Il futuro della protezione in sanità potrebbe passare da ciò che indossiamo ogni giorno. A confermarlo è l’Istituto Superiore di Sanità (ISS), che il 13 giugno 2025 ha espresso parere favorevole all’impiego di tessuti trattati con nanoparticelle di ossido di zinco per realizzare divise sanitarie destinate al personale medico e assistenziale.
Una decisione attesa da tempo, che sancisce ufficialmente l’efficacia di una tecnologia già studiata a livello internazionale e che oggi si propone come arma innovativa nella lotta contro le Infezioni Correlate all’Assistenza (ICA). Queste infezioni, secondo i dati del Ministero della Salute, causano ogni anno in Europa circa 37.000 decessi direttamente attribuibili e oltre 110.000 decessi nei quali l’infezione rappresenta una concausa, con un impatto economico stimato in 7 miliardi di euro solo per i costi diretti.
L’innovazione dei tessuti trattati con ossido di zinco risiede nella capacità di contrastare batteri e virus direttamente sulla superficie dell’indumento. I test hanno dimostrato un’attività antivirale definita «eccellente» (riduzione logaritmica >3) contro virus influenzali e calicivirus felino, e un’attività antibatterica «molto significativa» (riduzione >5) contro patogeni come Staphylococcus aureus e Klebsiella pneumoniae, secondo gli standard ISO 18184:2019 e EN ISO 20743:2013.
Un segnale chiaro anche per il legislatore. Già nel gennaio 2025 l’INAIL, in un documento dedicato alle aree critiche ospedaliere, aveva sottolineato la necessità che le divise del personale sanitario vengano considerate Dispositivi di Protezione Individuale (DPI), con requisiti tecnici in grado di minimizzare l’esposizione ad agenti infettivi. Il Decreto Legislativo 81/2008 stabilisce infatti l’obbligo per il datore di lavoro di aggiornare costantemente le misure di prevenzione alla luce dei progressi tecnologici, per garantire la massima sicurezza degli operatori.

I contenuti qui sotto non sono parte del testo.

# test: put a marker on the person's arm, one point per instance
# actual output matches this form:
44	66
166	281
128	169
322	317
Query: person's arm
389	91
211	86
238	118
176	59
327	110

In questo scenario si inserisce il progetto tutto italiano sviluppato da LCM Group – DPI Division, in collaborazione con Erreà, che ha dato vita alle prime divise sanitarie riutilizzabili fino a 100 lavaggi, certificate per efficacia antivirale e antibatterica. Questi capi non sono semplici indumenti, ma veri e propri DPI: idrorepellenti, anallergici e in grado di ridurre la dispersione di particelle, come indicano le prove di laboratorio effettuate dall’Università Vita-Salute San Raffaele.
Ma non è solo una questione di sicurezza sanitaria. I tessuti Ti-Energy® sviluppati da Erreà e LCM offrono anche vantaggi ambientali ed economici: +65% di ciclo di vita del prodotto, -35% di tempi di asciugatura e assenza di scarto per macchie, con performance certificate OEKO-TEX® Standard 100 e dispositivi testati per oltre 100 lavaggi industriali.
L’adozione di questi dispositivi potrebbe contribuire non solo a ridurre il rischio di ICA, ma anche a generare risparmi significativi. Si stima infatti che il costo di un’infezione causata da microrganismi multiresistenti vari da 8.500 a 34.000 euro e che le ICA nel loro complesso possano arrivare a incidere fino al 6% sul budget annuo degli ospedali pubblici italiani.
Dopo il parere favorevole dell’ISS e le indicazioni normative dell’INAIL, la palla passa ora alle Regioni e alle singole strutture sanitarie, chiamate a integrare nei capitolati di gara e nei protocolli interni dispositivi più innovativi, come le divise antimicrobiche. Il rischio biologico non può più essere considerato un rischio «ordinario» in sanità, e i DPI evoluti diventano un alleato imprescindibile, non solo per tutelare gli operatori sanitari, ma anche per proteggere la salute dei pazienti e per garantire la sostenibilità economica del sistema.
La convergenza tra ricerca, industria e politica, in questo caso, è già un fatto. Resta da vedere se il Sistema Sanitario saprà cogliere l’opportunità e tradurre questa innovazione in una protezione concreta, quotidiana e sistemica.